Improvement in crop yields for the increasing human population will be necessary to compensate for the sub-optimal growth conditions of an increasingly dynamic climate. Understanding how model plants such as Arabidopsis adapt to a changing environment, will help in breeding more productive crops that tolerate a wide range of climates. Crop yield depends largely on stem height and the architecture of the region bearing flowers and grains. The stem grows at its proliferative tip called the shoot apical meristem (SAM). Boundary domains of restricted growth within the SAM define the borders of newly forming organs e.g. flowers that become grains. We work on the genetics and cell biology of meristem and stem development in Arabidopsis and in related crop species (Brassica). The interests of the Sablowski lab include:
How the stem is initiated
How stems originate is a major gap in our understanding of plant development. During Arabidopsis stem initiation, the SAM regulatory gene REPLUMLESS controls 3D patterns of cell division and growth through repression of boundary genes.1
Understanding how stem development is regulated
DELLA mutants with greatly improved crop yield were developed during the ‘green revolution’. DELLA proteins have genetically separable roles in controlling stem growth and the size of the SAM and could unlock further yield gains.2 We are using mathematical models and confocal microscopy to understand how SAM cells actively maintain a target size, but are released from this constraint as individual organs grow.3
Finding novel genes involved in stem development
We identified candidate genes involved in stem architecture using GWAS and use CRISPR-cas9 gene-editing to study the effect of mutated alleles in stem growth. One such gene is involved in stem vasculature development. Some IQD genes are regulated by transcription factors important for stem growth. IQD gene mis-expression in tomato and rice plants exhibit altered fruit shape, indicating they could be useful for modifying key agronomic traits. We are investigating the effect of altered IQD gene expression in the SAM on plant growth.

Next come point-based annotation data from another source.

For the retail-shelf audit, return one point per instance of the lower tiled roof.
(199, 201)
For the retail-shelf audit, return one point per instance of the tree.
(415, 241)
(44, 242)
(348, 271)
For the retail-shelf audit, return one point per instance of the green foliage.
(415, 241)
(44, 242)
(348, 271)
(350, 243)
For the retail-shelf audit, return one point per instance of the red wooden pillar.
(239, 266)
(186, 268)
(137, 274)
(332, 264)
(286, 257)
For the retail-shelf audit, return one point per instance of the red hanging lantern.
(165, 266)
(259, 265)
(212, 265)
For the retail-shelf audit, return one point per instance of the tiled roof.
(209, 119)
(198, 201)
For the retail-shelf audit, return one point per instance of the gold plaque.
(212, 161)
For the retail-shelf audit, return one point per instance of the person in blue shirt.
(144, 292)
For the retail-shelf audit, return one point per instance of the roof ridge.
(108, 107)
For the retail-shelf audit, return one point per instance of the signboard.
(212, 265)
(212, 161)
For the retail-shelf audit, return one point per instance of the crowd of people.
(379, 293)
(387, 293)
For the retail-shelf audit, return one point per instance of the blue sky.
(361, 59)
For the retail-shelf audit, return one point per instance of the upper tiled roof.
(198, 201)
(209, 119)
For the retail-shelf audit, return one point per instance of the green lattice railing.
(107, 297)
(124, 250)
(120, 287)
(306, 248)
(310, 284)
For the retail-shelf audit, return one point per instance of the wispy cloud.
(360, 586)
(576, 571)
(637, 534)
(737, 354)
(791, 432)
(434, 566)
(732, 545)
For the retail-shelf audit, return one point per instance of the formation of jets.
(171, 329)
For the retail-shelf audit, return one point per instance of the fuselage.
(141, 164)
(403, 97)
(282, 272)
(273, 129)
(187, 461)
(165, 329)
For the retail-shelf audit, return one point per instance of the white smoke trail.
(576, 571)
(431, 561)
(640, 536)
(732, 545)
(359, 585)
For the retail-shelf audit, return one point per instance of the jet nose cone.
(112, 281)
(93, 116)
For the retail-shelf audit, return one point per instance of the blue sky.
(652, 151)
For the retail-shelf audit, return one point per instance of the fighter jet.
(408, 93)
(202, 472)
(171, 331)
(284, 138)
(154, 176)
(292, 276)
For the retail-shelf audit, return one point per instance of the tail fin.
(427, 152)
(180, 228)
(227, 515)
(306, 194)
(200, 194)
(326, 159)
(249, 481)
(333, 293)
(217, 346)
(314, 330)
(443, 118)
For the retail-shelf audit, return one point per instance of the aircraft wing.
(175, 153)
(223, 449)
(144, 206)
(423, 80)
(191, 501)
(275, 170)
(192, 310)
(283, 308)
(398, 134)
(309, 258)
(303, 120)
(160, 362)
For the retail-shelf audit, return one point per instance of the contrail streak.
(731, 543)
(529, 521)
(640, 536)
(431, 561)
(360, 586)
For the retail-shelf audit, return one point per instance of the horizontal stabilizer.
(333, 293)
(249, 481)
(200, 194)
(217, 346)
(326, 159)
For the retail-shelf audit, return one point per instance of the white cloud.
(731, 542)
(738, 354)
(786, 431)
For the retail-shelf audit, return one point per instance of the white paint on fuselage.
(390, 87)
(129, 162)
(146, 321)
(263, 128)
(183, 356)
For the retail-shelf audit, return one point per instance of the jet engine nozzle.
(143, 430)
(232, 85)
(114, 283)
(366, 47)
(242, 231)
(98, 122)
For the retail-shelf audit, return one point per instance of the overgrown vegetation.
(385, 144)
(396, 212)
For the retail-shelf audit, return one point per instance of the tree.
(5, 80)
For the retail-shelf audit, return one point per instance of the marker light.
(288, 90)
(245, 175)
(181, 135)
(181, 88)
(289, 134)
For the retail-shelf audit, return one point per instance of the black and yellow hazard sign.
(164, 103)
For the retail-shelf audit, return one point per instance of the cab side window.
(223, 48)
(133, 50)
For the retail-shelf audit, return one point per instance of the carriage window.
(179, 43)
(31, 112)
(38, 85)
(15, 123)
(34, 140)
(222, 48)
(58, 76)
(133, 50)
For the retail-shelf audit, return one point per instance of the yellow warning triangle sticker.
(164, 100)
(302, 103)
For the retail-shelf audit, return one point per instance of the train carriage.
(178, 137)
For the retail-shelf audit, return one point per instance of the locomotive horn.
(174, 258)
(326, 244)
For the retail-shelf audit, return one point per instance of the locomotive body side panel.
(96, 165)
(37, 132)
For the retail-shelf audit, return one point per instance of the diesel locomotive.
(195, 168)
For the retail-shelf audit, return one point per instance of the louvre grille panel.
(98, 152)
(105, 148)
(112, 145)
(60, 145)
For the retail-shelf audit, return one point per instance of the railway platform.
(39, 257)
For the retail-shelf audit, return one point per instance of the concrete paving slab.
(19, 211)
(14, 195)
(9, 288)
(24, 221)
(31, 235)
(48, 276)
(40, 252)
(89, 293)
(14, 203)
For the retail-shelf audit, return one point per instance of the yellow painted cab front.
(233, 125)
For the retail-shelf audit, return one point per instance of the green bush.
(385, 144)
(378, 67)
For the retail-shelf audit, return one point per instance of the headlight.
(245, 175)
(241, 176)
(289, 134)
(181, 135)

How regulatory genes coordinate cell division and cell growth at the SAM
ATH1 is a key regulator of stem growth and acts as a “gatekeeper” for hormone signalling that promotes stem growth. By investigating ATH1 regulatory sequences, useful data may be found to create new variation in crops. The coordinated growth of boundary domains relies on a tight control of local gene transcription and inter-regional hormone signalling. Understanding how boundary genes and hormone signalling control stem growth could increase plant productivity by modifying plant height and shape.
Screening for genetically transformed seeds with CoolLED pE-300white Illumination System
We use our CoolLED Illumination System to screen for our CRISPR-cas9 TDNA that incorporates a DsRed-tagged seed coat gene; fluorescence confirms the presence of TDNA allowing selection of transformed seeds. In the next generation, we want non-fluorescing brown seeds bearing only the genetic mutation of interest.
We also use the Illumination System to screen seedlings that are segregating for reporter genes (see root tip image).
Ultimately, we aim to reveal fundamental principles of plant development to allow modification of plant growth and increase crop performance. We hope to reveal the genetic mechanisms controlling stem initiation and produce novel genetic tools to control the height and shape of plants.
References
- Bencivenga et al. (2016). Developmental Cell 39, 198-208.
- Serrano-Mislata et al. (2017). Nature Plants 3, 749-754.
- Serrano-Mislata et al. (2015). Current Biology 25, 2991-2996.